Jurisdictional routing is telephone call routing logic based upon the locations of the calling and called number and regulatory considerations.
Routing by state
Paradoxically, intrastate calls (i.e., calls within a state) generally cost more than interstate calls (from one state to another). For a service provider to optimize their least cost routing, they must have multiple tables, one for intrastate calls and another for interstate calls.
Jurisdictional routing is determined by the ANI (Automatic Number Identification), or telephone number, of the calling party. With VoIP calls, it is common for the ANI to be an invalid value, such as a random number that is not a telephone number or the SIP URI of the calling party. Calls with an invalid ANI are also called indeterminate calls, since the call jurisdiction cannot be determined.
Some carriers may block calls that do not have a valid ANI. However, most carriers will accept and rate these calls at the higher intrastate rate if they are completed.
Indeterminate calls are effectively a third type of jurisdictional call, and full optimization requires a third least cost routing table.
Routing by LATA
Inter- and intra-LATA calls are yet another form of jurisdictional calls. LATAs (Local Transport and Access Areas) were defined by the Department of Justice in 1984 as the operating demarcation between local and long-distance telephone companies. Jurisdictional routing based on LATA was ubiquitous before the 1996 telecom deregulation act but now is rarely used.
Local routing is another form of jurisdictional call routing that is determined by the NPA-NXX-X of the calling party and the called party. Interconnection of local calls is usually charged at very low rates—much less than intrastate calls—and offers another least cost routing optimization. The major challenge of local call routing is the lack of a uniform definition of local calling areas.
State and LATA boundaries are well defined, but there is no analogy for local calling areas, which are defined in tariffs filed by each Local Exchange Carrier (LEC).
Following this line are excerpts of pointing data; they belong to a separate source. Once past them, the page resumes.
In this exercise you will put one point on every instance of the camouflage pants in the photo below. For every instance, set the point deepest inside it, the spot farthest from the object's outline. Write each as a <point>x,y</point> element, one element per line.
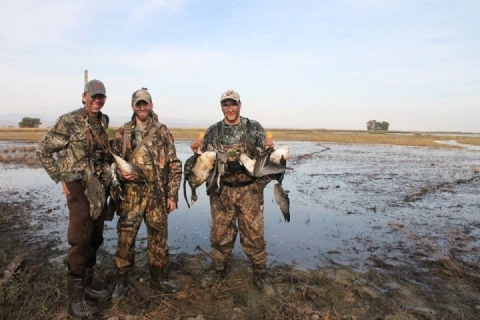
<point>245,205</point>
<point>141,204</point>
<point>84,234</point>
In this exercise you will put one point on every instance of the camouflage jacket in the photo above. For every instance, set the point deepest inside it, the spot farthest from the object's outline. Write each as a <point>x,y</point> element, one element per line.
<point>224,134</point>
<point>167,168</point>
<point>73,145</point>
<point>230,138</point>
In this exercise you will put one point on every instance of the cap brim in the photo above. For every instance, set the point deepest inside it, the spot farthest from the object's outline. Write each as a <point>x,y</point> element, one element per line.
<point>138,100</point>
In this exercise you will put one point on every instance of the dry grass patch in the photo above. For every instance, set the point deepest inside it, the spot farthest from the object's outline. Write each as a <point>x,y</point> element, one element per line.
<point>417,139</point>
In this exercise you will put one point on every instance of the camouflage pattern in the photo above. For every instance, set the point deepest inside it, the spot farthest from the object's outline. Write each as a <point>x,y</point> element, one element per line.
<point>158,161</point>
<point>72,143</point>
<point>141,202</point>
<point>245,204</point>
<point>226,206</point>
<point>223,134</point>
<point>94,87</point>
<point>230,94</point>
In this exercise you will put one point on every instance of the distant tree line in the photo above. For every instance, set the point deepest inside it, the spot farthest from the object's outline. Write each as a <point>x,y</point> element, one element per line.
<point>29,123</point>
<point>377,125</point>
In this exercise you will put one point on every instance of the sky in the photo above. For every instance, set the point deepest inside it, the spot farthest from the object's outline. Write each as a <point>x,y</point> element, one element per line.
<point>331,64</point>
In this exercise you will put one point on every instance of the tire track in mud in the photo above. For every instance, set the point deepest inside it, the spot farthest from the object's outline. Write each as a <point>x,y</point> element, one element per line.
<point>434,188</point>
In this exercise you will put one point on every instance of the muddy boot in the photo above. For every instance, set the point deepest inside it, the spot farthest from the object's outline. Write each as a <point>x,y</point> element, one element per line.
<point>260,280</point>
<point>92,294</point>
<point>77,307</point>
<point>121,287</point>
<point>159,283</point>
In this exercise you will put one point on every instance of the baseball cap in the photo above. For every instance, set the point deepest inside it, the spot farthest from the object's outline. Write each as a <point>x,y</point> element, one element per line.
<point>94,87</point>
<point>230,94</point>
<point>141,95</point>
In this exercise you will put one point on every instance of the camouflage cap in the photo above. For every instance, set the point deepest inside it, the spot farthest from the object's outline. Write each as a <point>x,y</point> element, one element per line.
<point>141,95</point>
<point>94,87</point>
<point>230,94</point>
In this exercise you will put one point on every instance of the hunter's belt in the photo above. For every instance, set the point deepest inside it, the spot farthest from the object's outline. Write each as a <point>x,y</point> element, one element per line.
<point>238,184</point>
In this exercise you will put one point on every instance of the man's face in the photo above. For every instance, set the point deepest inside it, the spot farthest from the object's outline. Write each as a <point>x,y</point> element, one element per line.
<point>231,111</point>
<point>142,110</point>
<point>93,104</point>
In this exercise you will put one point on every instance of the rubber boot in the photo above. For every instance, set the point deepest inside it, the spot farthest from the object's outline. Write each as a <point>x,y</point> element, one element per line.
<point>76,304</point>
<point>121,286</point>
<point>159,283</point>
<point>260,280</point>
<point>92,294</point>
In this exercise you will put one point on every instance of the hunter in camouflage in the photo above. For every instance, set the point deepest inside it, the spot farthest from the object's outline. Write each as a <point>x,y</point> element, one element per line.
<point>148,145</point>
<point>73,153</point>
<point>240,198</point>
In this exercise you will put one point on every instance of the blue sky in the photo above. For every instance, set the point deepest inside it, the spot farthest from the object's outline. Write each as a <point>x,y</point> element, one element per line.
<point>296,64</point>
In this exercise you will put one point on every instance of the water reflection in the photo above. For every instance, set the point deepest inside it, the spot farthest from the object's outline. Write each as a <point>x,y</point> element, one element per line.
<point>347,204</point>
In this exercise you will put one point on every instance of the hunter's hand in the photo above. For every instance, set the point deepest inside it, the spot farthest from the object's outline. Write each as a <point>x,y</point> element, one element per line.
<point>127,176</point>
<point>171,205</point>
<point>195,145</point>
<point>65,189</point>
<point>269,143</point>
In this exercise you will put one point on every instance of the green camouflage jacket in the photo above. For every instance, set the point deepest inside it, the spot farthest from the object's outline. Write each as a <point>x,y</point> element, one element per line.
<point>223,134</point>
<point>167,168</point>
<point>231,138</point>
<point>65,150</point>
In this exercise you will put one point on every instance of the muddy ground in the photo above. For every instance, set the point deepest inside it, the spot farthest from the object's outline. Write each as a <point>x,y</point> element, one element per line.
<point>429,271</point>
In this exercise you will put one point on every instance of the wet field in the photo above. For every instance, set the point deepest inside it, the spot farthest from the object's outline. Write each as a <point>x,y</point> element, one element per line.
<point>356,205</point>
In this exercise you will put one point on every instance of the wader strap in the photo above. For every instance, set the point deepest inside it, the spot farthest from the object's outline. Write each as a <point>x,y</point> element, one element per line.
<point>126,134</point>
<point>150,133</point>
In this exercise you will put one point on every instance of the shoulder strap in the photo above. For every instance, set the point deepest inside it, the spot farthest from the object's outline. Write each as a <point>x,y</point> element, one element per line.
<point>127,128</point>
<point>150,133</point>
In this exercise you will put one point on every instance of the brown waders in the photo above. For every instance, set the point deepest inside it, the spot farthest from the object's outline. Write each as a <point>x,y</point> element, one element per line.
<point>85,236</point>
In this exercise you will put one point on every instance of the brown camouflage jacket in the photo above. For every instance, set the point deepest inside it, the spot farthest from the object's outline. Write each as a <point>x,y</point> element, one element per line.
<point>65,150</point>
<point>161,147</point>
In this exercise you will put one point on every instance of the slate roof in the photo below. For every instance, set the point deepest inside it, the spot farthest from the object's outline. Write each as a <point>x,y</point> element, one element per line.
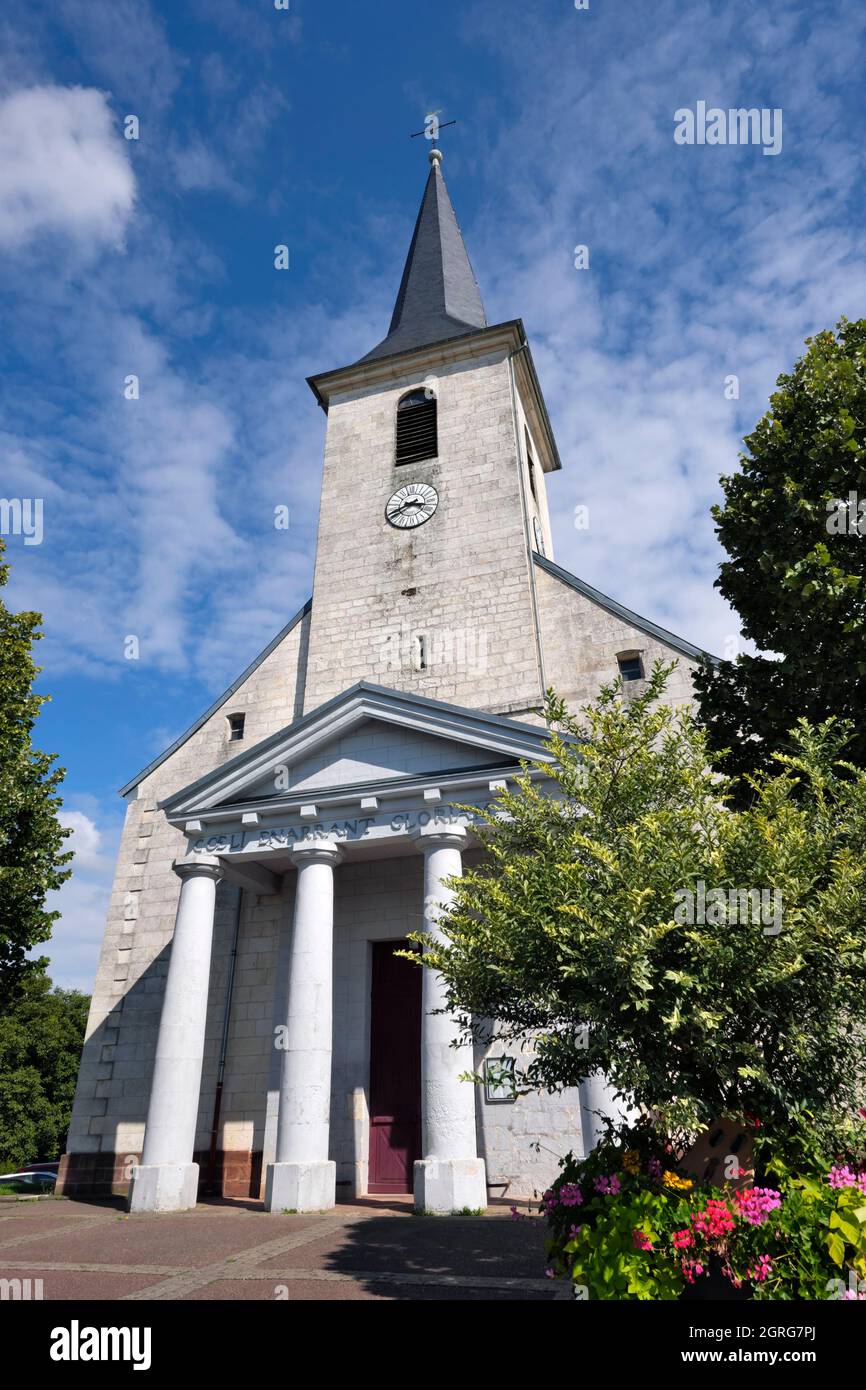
<point>644,624</point>
<point>438,295</point>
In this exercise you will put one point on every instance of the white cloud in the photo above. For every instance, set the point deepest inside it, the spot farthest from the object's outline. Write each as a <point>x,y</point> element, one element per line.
<point>63,167</point>
<point>82,901</point>
<point>84,841</point>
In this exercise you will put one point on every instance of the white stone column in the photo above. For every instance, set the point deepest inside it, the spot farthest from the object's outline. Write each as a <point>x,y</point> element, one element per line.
<point>167,1179</point>
<point>451,1176</point>
<point>302,1178</point>
<point>597,1101</point>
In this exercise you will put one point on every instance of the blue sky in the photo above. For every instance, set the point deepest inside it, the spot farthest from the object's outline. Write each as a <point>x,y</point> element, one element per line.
<point>260,127</point>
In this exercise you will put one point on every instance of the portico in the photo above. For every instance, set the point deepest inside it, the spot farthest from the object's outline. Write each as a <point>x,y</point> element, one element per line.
<point>257,843</point>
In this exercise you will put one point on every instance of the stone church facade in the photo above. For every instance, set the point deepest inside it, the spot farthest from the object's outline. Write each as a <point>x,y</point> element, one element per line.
<point>252,1032</point>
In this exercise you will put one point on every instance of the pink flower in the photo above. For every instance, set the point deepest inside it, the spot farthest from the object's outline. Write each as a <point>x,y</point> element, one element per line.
<point>570,1194</point>
<point>715,1222</point>
<point>608,1186</point>
<point>840,1176</point>
<point>761,1269</point>
<point>756,1203</point>
<point>692,1269</point>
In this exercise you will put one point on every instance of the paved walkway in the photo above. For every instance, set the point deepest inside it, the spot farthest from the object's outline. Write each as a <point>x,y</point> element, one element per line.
<point>377,1250</point>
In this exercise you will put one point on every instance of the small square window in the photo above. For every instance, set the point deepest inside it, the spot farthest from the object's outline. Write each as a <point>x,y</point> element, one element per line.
<point>631,667</point>
<point>499,1082</point>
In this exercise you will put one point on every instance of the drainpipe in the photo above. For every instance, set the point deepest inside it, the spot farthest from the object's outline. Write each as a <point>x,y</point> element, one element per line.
<point>540,653</point>
<point>211,1164</point>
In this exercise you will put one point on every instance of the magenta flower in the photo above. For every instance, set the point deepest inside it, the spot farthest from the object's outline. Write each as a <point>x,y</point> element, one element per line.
<point>756,1203</point>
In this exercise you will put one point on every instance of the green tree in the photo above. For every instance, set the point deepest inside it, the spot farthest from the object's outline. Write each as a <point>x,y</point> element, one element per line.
<point>797,569</point>
<point>574,930</point>
<point>31,837</point>
<point>41,1041</point>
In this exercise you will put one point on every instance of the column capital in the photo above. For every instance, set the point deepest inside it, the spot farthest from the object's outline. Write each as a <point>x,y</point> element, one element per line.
<point>316,852</point>
<point>441,837</point>
<point>205,866</point>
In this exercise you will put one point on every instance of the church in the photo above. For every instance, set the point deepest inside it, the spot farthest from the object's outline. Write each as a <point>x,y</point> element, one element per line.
<point>252,1032</point>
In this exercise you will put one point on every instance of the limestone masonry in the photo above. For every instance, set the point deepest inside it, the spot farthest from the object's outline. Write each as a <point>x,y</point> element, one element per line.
<point>252,1032</point>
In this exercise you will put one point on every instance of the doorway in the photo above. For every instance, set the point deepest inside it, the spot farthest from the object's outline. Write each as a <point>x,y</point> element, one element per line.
<point>395,1069</point>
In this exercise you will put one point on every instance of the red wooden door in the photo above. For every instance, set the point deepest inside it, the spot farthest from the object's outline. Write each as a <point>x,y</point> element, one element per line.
<point>395,1069</point>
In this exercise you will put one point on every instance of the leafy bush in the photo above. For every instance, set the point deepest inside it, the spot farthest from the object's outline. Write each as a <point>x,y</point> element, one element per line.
<point>626,1223</point>
<point>570,931</point>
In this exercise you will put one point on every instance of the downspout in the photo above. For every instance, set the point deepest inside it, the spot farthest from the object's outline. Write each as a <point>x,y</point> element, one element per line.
<point>540,653</point>
<point>211,1162</point>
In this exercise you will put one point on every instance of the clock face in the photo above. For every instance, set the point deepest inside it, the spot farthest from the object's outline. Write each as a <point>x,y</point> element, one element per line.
<point>412,505</point>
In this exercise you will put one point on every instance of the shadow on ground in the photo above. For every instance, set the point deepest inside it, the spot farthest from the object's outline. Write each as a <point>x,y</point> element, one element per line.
<point>462,1255</point>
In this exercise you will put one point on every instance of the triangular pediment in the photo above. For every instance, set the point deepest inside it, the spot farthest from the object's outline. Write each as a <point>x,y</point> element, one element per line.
<point>366,737</point>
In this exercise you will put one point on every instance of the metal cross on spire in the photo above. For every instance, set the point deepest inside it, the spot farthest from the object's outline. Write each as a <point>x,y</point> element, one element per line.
<point>431,131</point>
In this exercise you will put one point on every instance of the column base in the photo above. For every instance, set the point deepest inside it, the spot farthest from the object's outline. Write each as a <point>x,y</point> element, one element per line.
<point>164,1187</point>
<point>300,1187</point>
<point>445,1186</point>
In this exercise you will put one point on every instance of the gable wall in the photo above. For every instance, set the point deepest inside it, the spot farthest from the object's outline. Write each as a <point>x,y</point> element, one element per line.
<point>117,1061</point>
<point>581,641</point>
<point>380,749</point>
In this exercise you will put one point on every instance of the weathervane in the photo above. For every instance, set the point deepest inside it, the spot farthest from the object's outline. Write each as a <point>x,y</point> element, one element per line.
<point>431,132</point>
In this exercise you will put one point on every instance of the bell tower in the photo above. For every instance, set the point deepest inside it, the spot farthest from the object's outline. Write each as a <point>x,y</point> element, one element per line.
<point>433,495</point>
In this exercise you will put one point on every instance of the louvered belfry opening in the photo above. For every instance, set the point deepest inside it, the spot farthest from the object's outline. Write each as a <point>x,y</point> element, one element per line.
<point>416,427</point>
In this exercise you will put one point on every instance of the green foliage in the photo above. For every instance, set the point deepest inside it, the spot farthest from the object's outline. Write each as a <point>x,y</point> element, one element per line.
<point>31,837</point>
<point>567,931</point>
<point>649,1232</point>
<point>799,590</point>
<point>41,1041</point>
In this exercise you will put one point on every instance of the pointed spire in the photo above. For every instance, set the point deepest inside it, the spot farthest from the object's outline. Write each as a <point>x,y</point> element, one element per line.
<point>439,295</point>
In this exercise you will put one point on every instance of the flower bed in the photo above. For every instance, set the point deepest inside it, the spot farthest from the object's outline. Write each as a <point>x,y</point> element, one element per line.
<point>626,1223</point>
Local calling areas can range from very small, such as a wire centers, which are defined in the Local Exchange Routing Guide (LERG), to LATA-wide calling areas, which can include multiple area codes. (A telephone area code is also known as Numbering Plan Area or NPA.)
There are various local calling area definitions between wire centers and LATAs, such as expanded local calling areas and local toll areas.
Routing table implications
An additional challenge with local call routing for most VoIP providers is the size of the table that defines the source and destination NPA-NXX-X combinations for each local calling area. Unlike Local Exchange Carrier switches that serve limited geographic areas, a VoIP service provider’s softswitch can serve customers anywhere in the US. A table that defines all the local calling areas in the US would have over a billion NPA-NXX-X combinations.
Telecom service providers need a way to define and maintain termination rates across all of the jurisdictions they serve. By keeping these routes and rates accurate and up-to-date, they can better control their pricing and operating margin.
To keep this data effective, daily updates should be made for local exchange routing (NPA-NXX and rate centers) to the LERG from the National Number Pool Administration. For example, TransNexus includes such updates with our NexOSS and ClearIP software products as part of the standard service.
Jurisdictional routing summary
Here’s a recap of the various types of jurisdictional routing described above:
- Local routing. Determined by the number blocks, or NPA-NXX-X, of the calling and called parties
- Intrastate routing. Calls between two points within the same state
- Interstate routing. Calls made from one state to another
- Intra-LATA routing. Calls between two points that are in the same LATA (Local Transport and Access Area)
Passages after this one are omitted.